Here is a direct quote from John Deere regarding the towing capacity of lawn tractors:

"The general "rule of thumb" is that towing capacity equals total tractor weight + maximum ballast + operator weight. Factory recommended towing capacity is generally determined by the total vehicle weight + operator weight + any additional factory approved ballast such as front weights, suitcase weights or wheel weights.

Your tractor's weight can be found in the Specification section of your Operators Manual. Do not attempt to tow any more than this weight plus that of the operator, unless additional factory approved ballast is added.

Each model of tractor has different factory approved weights that can be added.

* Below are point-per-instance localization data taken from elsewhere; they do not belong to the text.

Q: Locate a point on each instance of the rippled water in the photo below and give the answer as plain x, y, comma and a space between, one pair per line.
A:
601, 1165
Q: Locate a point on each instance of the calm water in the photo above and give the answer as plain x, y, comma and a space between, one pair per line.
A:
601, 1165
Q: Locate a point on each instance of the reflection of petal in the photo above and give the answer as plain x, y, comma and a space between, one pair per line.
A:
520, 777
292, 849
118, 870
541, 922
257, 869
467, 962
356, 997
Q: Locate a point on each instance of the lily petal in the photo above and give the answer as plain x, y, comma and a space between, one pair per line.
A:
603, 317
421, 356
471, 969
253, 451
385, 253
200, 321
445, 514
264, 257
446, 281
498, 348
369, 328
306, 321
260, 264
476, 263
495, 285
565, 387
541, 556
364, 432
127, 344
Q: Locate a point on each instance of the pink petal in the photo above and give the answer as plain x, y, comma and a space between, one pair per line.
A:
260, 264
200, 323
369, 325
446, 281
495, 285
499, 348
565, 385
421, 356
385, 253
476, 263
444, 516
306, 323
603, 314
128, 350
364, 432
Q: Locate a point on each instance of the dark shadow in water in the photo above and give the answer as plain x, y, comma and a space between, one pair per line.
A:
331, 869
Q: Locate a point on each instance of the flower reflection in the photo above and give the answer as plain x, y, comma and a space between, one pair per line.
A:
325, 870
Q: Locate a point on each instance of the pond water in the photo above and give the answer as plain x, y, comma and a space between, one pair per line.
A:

See your John Deere dealer to obtain factory approved weights

To ensure proper operation and adequate braking, the weight pulled should be less than (or no more than equal to) the total vehicle weight as mentioned above. Most machines will physically pull more weight than this, but you must be able to adequately stop the machine with the load you are trying to tow.
The towing capacities referred to above assume flat dry ground conditions on a hard surface such as concrete.
Towing capacity should be adjusted for any conditions that offer less traction. These conditions might include (but are not limited to) wet grass, steep inclines, ice and snow, etc.
Always remember that conditions change and that just because you can tow a certain weight does not always mean you can safely stop the machine when towing.
These guidelines also assume the hitch portion of the tractor has positive tongue weight."

Starting an 11,000 weight will make mincemeat out of the hydrostatic transmission that is built for yard work on a light lawn tractor. You have a base tractor that weighs 993 lb., it will handle a 500 lb. loader and a 350 lb. mower deck, and a 300 lb operator. The hydrostatic transmission and 20 horse Onan engine is designed for approximately that specific cumulative capacity, plus the maximum breakout force of 725 lb when the bucket is used. 

An empty trailer capable of holding 11,000 lb, would likely weigh close to a ton, and a person just may be able to move that much weight. Stopping a load like that is an entirely different matter, and could result in failure to stop.


----------



## ezrizer (May 4, 2016)

I don't know anything about working on a farm or clearing snow but I would assume that dragging a tiller to turn up earth, or dragging something to level off ground would require a great deal of effort. How well would a 420 in low move a full size pickup with a tow rope?


----------